2.5.4 Collection of of Hsfs and identification of Hsps in tomato
The analysis of Hsfs and Hsps was based on known tomato Hsfs, described by Scharf et al. (2012), and predicted tomato orthologs of A. thaliana Hsps. The ortholog prediction was performed with InParanoid (see 2.3.8) by taking the proteomes of A. thaliana (TAIR10; see 2.2.5) and tomato (ITAG3.2; see 2.2.4) as input. The reported ortholog groups were afterwards screened for groups containing A. thaliana Hsps, which were described by Fragkostefanakis et al. (2015). Tomato genes assigned to the same group as A. thaliana Hsps were considered as tomato Hsps.
2.5.5 Analysis of mRNAs differentially regulated in response to HS
Differentially regulated mRNAs upon HS – For the identification of mRNAs with differentially regulated levels in response to HS, for each developmental stage a Wald test was performed with DESeq2, whereby the read counts of the replicates of the non- and heat-stressed samples were used as input.
mRNAs with an adjusted p-value <0.05 and a log2 fold change <-1 and >1 were considered as down- and upregulated, respectively.
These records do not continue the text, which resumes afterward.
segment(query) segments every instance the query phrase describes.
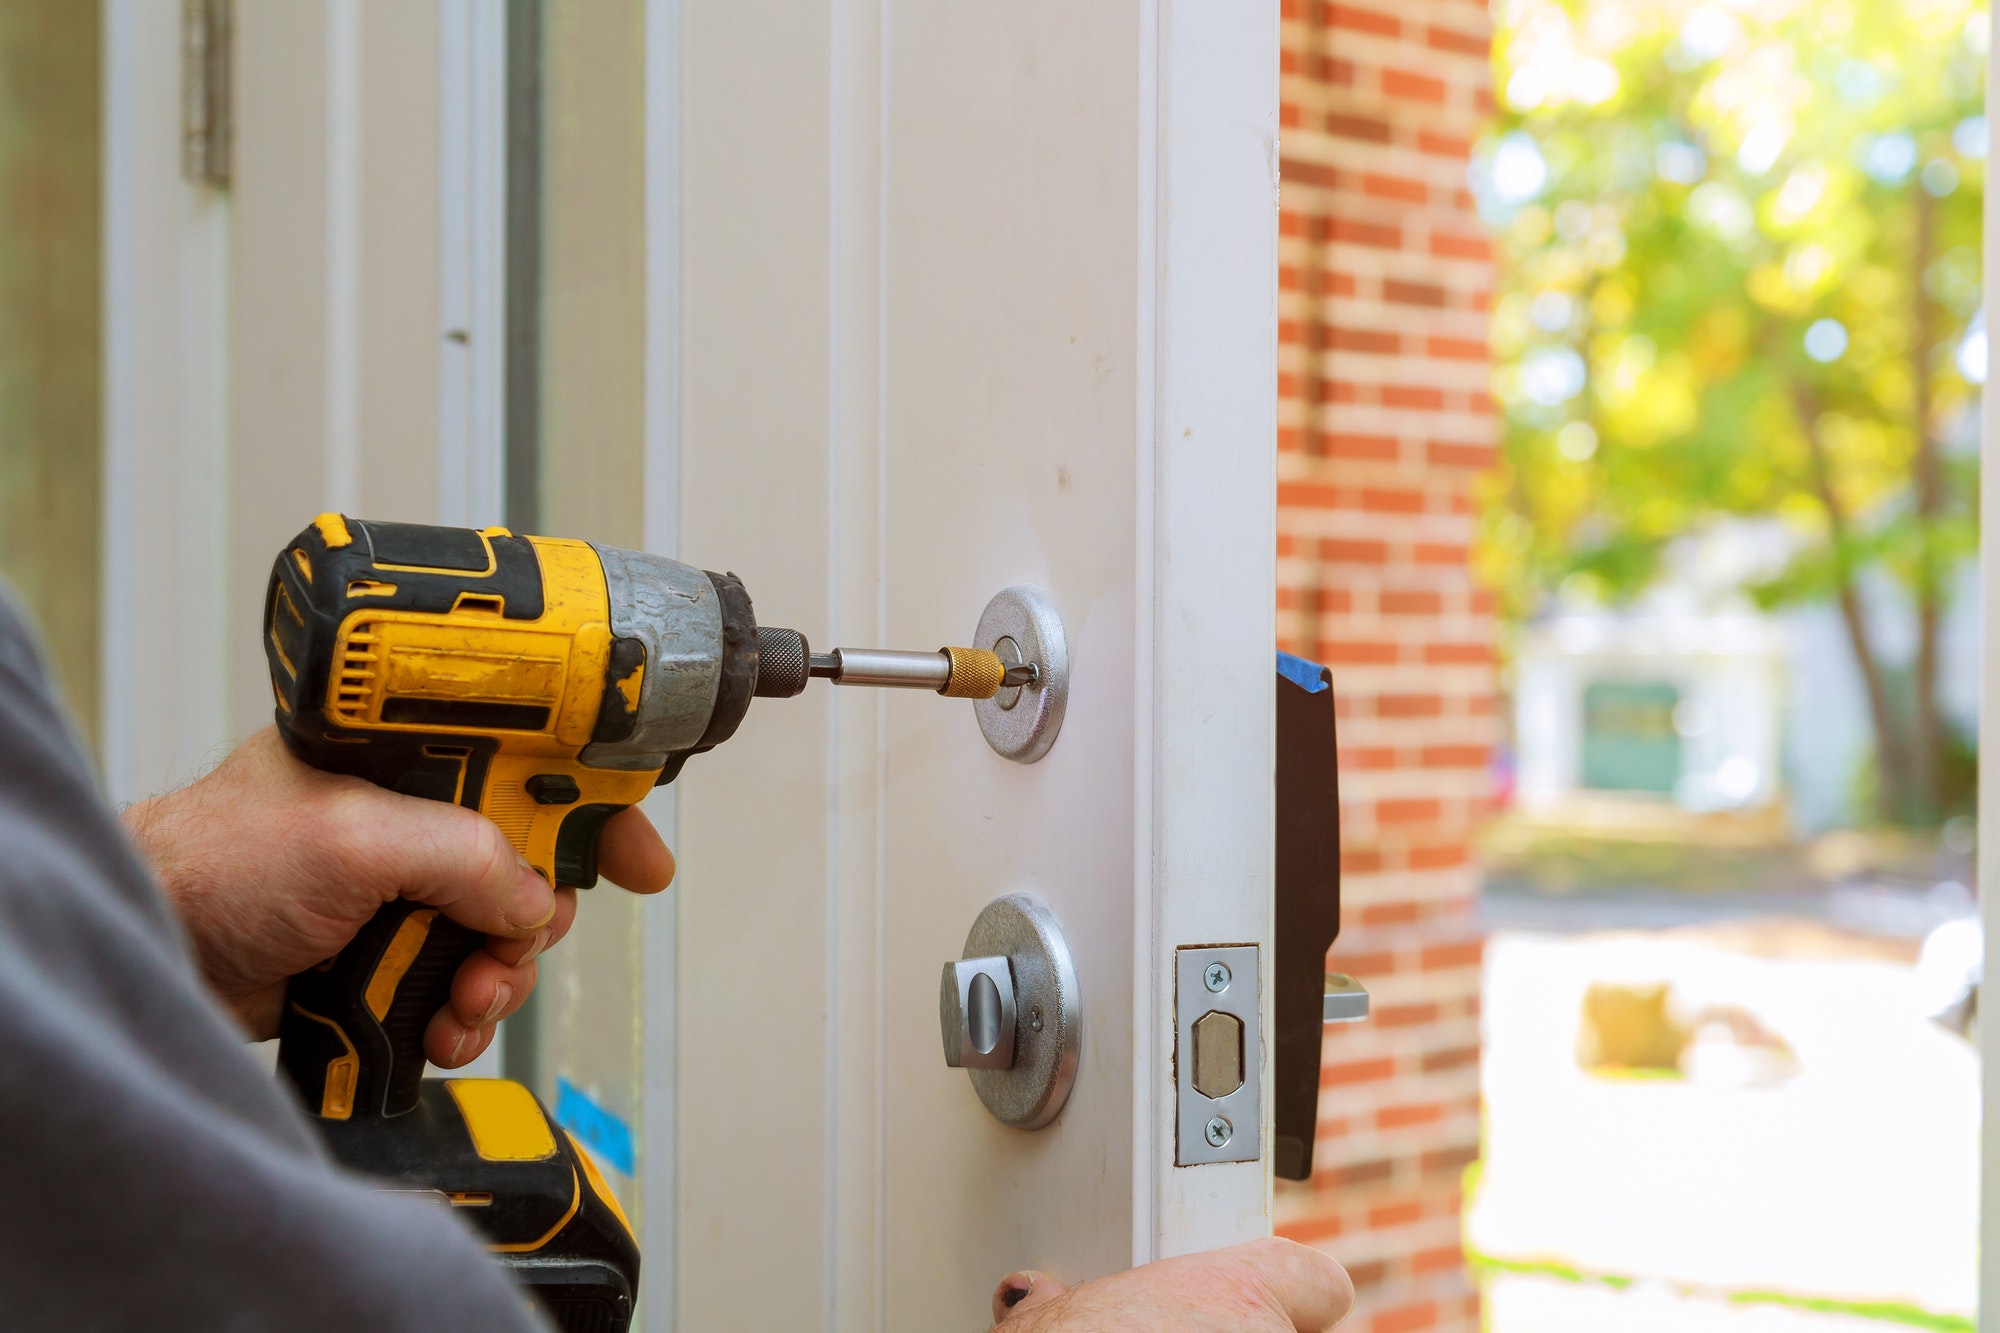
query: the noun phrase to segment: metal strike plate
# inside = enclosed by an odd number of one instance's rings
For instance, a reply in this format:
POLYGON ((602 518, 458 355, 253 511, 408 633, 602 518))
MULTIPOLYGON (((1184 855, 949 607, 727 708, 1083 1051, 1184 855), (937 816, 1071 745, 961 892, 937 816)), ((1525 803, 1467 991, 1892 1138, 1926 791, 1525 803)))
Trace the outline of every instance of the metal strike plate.
POLYGON ((1014 1067, 1014 969, 1005 958, 944 965, 938 986, 944 1062, 953 1069, 1014 1067))
POLYGON ((1082 1053, 1083 1001, 1047 903, 1010 893, 986 904, 964 957, 945 964, 938 1021, 945 1063, 965 1069, 995 1120, 1040 1129, 1061 1113, 1082 1053))
POLYGON ((1258 1015, 1256 945, 1175 952, 1176 1166, 1254 1162, 1264 1155, 1258 1015))
POLYGON ((1368 991, 1345 972, 1326 974, 1322 1016, 1329 1023, 1359 1023, 1368 1017, 1368 991))
POLYGON ((1003 689, 972 705, 995 754, 1034 763, 1056 743, 1069 703, 1069 645, 1055 603, 1032 583, 1002 588, 980 614, 972 645, 991 650, 1008 666, 1030 663, 1036 668, 1032 684, 1003 689))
Hsf and Hsp analysis –The HS response of the seven Hsp families (Hsp100, Hsp90, Hsp70, Hsp60, Hsp40, sHsp and Hsp10) and of the Hsf family was analyzed based on the differential expression results of each developmental stage. For this purpose, all members of the Hsp and Hsf families were categorized as downregulated, not regulated or upregulated. Afterwards, the percentage each category constitutes in a family was determined.